Note: We are actively working on bringing information here. Feel free to contact us at for more information.

Approach: There are a number of approaches for bringing graphical-apps to the web. We discuss a number of them here. For the reasons discussed there, our primary focus has been in using a Java to Flash Compiler for the main app and providing an appropriate set of libraries around for the graphical app.

See below for using challenges, instructions, and running the demo.

Demo: The demo is currently working on a web-browser, but for some reason it is bound to localhost. One this is resolved it will be here. See below for downloading, building, and running the demo.

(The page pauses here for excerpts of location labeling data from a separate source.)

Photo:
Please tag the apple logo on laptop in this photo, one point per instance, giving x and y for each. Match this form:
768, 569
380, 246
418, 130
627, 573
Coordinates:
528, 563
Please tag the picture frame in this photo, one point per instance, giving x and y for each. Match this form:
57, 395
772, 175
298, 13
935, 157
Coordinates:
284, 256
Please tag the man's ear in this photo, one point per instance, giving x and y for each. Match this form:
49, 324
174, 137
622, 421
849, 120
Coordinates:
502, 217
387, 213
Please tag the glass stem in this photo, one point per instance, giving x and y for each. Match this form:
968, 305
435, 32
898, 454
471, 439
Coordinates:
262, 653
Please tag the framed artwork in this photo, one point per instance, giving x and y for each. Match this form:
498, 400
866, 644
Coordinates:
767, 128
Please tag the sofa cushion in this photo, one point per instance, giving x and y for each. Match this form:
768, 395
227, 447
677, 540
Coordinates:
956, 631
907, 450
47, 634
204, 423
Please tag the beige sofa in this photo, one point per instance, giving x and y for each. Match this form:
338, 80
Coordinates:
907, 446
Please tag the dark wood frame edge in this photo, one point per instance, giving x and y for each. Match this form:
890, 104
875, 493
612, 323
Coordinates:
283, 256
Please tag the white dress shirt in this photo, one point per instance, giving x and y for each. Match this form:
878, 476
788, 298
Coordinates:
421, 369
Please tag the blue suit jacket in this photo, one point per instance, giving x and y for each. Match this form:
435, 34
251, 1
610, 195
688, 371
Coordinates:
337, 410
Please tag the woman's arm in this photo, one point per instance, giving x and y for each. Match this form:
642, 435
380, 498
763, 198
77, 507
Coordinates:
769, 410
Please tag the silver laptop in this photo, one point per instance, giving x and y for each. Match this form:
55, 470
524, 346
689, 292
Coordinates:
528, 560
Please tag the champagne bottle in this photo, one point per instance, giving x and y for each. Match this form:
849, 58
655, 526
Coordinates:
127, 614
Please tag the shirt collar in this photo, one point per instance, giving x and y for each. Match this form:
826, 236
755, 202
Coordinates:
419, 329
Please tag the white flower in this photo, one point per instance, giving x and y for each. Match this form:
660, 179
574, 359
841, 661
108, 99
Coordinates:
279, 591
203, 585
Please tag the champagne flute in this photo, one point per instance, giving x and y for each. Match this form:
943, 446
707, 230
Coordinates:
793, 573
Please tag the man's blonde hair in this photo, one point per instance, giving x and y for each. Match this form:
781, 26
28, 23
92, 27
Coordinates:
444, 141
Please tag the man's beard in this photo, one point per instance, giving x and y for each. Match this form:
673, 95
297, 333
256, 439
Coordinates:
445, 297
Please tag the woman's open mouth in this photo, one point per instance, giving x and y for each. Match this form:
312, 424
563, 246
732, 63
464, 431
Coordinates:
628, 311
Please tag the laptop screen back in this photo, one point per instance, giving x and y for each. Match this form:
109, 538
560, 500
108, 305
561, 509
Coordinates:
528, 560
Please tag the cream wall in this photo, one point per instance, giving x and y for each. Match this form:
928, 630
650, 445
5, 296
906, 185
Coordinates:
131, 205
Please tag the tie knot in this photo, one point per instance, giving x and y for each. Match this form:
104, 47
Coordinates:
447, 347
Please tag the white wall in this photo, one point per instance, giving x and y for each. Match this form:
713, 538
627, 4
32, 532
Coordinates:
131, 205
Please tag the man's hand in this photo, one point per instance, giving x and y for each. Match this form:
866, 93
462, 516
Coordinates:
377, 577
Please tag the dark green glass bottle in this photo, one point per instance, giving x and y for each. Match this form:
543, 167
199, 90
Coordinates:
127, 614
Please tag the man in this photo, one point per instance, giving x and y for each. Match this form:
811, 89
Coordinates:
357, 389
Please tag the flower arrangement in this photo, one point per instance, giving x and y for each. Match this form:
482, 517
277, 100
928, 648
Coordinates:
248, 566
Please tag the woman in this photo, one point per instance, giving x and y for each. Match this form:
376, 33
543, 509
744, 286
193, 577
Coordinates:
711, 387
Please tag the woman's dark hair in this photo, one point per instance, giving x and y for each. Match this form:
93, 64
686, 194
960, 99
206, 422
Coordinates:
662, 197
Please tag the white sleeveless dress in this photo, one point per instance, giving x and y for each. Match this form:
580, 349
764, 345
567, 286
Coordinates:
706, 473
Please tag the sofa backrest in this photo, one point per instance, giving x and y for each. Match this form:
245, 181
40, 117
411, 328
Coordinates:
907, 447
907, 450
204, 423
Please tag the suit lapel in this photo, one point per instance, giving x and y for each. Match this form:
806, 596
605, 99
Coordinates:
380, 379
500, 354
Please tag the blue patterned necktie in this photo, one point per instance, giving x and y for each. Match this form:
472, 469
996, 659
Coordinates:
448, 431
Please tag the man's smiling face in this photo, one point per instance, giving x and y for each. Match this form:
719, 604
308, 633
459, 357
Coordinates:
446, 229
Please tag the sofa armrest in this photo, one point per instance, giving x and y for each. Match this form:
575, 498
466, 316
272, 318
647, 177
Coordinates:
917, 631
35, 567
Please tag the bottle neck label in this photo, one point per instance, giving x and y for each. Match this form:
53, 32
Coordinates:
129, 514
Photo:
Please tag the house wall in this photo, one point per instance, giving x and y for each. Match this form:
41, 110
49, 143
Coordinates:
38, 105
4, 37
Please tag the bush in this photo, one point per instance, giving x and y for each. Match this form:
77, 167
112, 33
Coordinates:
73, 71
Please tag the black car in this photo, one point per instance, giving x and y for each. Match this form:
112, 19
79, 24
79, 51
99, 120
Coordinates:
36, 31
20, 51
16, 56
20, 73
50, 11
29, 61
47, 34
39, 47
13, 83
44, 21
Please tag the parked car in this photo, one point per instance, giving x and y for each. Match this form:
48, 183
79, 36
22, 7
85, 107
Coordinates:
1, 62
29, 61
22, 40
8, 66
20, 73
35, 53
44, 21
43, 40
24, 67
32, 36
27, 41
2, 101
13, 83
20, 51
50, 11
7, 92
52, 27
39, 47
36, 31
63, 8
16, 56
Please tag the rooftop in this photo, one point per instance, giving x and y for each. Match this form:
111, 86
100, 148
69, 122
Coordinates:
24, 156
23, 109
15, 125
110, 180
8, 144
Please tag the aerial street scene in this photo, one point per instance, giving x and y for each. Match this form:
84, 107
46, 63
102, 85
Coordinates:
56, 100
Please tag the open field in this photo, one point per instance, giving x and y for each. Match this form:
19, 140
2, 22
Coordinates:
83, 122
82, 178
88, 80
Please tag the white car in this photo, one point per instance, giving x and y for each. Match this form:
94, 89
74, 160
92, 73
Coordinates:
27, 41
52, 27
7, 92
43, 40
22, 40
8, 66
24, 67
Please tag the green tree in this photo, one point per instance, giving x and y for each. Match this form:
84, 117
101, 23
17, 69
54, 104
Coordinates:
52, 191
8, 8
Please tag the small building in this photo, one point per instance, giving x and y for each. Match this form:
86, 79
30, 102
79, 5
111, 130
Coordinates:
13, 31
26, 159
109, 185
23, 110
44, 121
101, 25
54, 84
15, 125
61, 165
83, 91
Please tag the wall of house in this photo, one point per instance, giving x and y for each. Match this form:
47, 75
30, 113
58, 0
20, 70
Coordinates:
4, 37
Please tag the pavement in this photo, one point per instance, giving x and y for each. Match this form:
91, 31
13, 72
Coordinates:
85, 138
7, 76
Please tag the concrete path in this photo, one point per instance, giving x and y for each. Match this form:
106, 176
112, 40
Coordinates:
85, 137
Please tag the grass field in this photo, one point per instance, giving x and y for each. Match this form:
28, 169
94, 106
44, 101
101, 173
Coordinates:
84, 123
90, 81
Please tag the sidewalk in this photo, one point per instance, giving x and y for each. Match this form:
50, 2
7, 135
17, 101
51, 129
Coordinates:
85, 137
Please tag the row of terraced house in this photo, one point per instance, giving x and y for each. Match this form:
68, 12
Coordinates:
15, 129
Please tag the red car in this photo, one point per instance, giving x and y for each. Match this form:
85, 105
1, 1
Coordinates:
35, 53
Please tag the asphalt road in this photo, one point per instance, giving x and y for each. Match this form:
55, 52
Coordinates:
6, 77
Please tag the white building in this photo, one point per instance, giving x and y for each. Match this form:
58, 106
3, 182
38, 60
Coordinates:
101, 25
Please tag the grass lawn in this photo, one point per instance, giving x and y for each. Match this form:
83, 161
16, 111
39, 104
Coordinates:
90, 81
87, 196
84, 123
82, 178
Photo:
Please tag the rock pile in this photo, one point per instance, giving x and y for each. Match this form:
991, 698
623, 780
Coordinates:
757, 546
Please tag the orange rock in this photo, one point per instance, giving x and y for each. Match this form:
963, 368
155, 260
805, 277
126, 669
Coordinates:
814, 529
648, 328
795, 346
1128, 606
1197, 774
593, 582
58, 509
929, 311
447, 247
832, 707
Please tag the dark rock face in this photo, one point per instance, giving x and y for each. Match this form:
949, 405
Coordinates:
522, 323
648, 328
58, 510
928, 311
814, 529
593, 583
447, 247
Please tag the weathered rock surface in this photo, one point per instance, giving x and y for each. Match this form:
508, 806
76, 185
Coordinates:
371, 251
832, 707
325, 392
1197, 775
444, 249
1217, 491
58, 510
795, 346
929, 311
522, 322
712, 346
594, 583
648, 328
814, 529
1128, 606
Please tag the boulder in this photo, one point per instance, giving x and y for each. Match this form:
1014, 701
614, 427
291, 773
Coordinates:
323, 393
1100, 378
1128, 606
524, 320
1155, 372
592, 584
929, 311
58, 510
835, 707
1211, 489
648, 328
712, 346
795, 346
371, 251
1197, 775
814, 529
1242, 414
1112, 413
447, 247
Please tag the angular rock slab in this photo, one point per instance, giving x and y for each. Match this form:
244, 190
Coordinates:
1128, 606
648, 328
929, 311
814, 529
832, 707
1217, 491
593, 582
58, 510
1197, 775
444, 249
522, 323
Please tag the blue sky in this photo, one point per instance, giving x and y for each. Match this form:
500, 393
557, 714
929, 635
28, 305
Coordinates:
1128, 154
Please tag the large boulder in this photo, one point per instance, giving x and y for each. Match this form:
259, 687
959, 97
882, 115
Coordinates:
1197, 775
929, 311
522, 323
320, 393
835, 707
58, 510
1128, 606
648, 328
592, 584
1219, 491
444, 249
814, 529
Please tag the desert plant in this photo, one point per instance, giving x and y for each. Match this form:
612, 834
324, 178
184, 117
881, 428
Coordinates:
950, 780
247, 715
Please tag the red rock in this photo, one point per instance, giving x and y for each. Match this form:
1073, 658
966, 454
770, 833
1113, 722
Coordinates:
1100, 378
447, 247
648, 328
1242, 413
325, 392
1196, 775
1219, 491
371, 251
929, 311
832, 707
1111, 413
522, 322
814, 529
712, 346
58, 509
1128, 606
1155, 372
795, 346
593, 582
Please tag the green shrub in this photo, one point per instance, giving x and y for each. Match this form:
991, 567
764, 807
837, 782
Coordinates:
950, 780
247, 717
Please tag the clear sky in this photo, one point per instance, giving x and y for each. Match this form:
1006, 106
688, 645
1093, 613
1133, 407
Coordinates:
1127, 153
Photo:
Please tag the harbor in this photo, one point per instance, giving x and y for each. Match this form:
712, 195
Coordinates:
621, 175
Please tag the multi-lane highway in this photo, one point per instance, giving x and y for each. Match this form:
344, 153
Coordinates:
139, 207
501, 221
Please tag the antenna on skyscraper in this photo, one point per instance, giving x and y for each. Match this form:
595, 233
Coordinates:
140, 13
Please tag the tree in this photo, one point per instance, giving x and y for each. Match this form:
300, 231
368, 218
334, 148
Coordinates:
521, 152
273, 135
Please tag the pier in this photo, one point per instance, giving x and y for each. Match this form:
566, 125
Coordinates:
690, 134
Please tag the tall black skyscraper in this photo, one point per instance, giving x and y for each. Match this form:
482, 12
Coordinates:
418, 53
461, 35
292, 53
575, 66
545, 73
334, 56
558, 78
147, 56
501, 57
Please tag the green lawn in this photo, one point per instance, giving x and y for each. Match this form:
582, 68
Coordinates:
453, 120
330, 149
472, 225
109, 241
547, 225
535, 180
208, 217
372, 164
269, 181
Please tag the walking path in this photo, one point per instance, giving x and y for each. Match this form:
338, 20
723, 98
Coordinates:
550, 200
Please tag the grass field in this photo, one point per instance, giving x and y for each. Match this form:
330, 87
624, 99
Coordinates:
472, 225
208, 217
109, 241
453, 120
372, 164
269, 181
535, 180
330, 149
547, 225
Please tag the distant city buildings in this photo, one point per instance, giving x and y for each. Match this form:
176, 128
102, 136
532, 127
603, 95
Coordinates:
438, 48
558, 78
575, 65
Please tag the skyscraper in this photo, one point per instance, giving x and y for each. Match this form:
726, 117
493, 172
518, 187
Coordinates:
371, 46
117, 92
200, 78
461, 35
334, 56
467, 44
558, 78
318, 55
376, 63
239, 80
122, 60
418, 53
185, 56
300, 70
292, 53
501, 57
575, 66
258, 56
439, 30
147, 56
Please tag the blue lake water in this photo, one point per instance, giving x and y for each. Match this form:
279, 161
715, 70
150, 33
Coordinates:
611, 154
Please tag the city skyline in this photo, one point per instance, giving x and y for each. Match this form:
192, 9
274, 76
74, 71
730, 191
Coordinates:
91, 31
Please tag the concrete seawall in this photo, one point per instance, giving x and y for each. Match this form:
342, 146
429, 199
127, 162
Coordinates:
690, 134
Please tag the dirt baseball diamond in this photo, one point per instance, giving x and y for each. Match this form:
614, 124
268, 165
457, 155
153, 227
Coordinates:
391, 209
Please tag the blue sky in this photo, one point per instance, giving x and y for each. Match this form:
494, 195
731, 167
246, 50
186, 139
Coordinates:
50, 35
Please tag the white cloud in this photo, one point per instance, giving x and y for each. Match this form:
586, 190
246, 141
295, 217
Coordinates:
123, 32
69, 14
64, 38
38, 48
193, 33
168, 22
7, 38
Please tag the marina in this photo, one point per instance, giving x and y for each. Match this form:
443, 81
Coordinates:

There are two main challenges that need to be considered for succesfully moving a GEF based app to run on the web:

  • Client/Server Functionality: By default the approach compiles the entire Java code to ActionScript for running in the Flash VM. While a good starting point, there are issues that needs to be considered and properly designed around.
    • Download Size: By default, this can result in a this can result in a large download size, easily approaching 2MB. A team building on this approach will need to carefully consider which functionality would need to run on the server. We are working on a set of guidelines and promising techniques for helping reducing this size.
    • Location of User Information: When considering users files and preferences, decisions need to be made as to the approach for storing them on the client or on the server.
    • Library Depenencies in Flash: While we have provided a significant amount of the Java Class Library to run in Flash, not everything makes sense. If you find some functionality that you need, you will need to either reimplement it using the flash counter-parts or work around it. A similar consideration or decision will need to be made for and other java libraries or projects that you depend on.
  • Compiler Bugs: While we have tested the compiler on significant amounts of code, there might be small bugs that a new code base might raise in the compiler. Any approach using this will need to go through a testing process. Fortunately, the ActionScript Devleopment Environment in Eclipse provides very good debugger support.

Getting the demo running:

  1. The GEF functionality builds on the SWT for Flex code. Follow the instructions there, and run the demos to test your setup. The instructions can be found here.
  2. We have added a small amount of code to the SWT Class Library. Apply this patch: patch.
  3. Check out the code from and
  4. Run LogicLauncher or ShapesLauncher from the org.eclipse.swt.e4.examples project either as a Java app for running on the desktop or as an ActionScript app for a web based version.

Porting your app:

  1. Make sure that you have an answer to the challenges above.
  2. Get the demo's running. Our goal was to minimize changes to the original GEF plugins. Therefore, the secret to getting it running is the part of the code in the org.eclipse.swt.e4.examples projects.
  3. Get your app running on the desktop with minimum dependencies to the workbench. We use a set of *Widget classes instead of the GEF *Editor classes to be the integration point for GEF with minimized dependencies. Make sure to create your *Widget class, and ensure you have implementations to configureGraphicalViewer and createPaletteViewerProvider.
  4. Once you have the app running on the desktop, your should be able to get it to cross compile and run on the web. You might face compilation or runtime errors the first time you are testing each piece of functionality.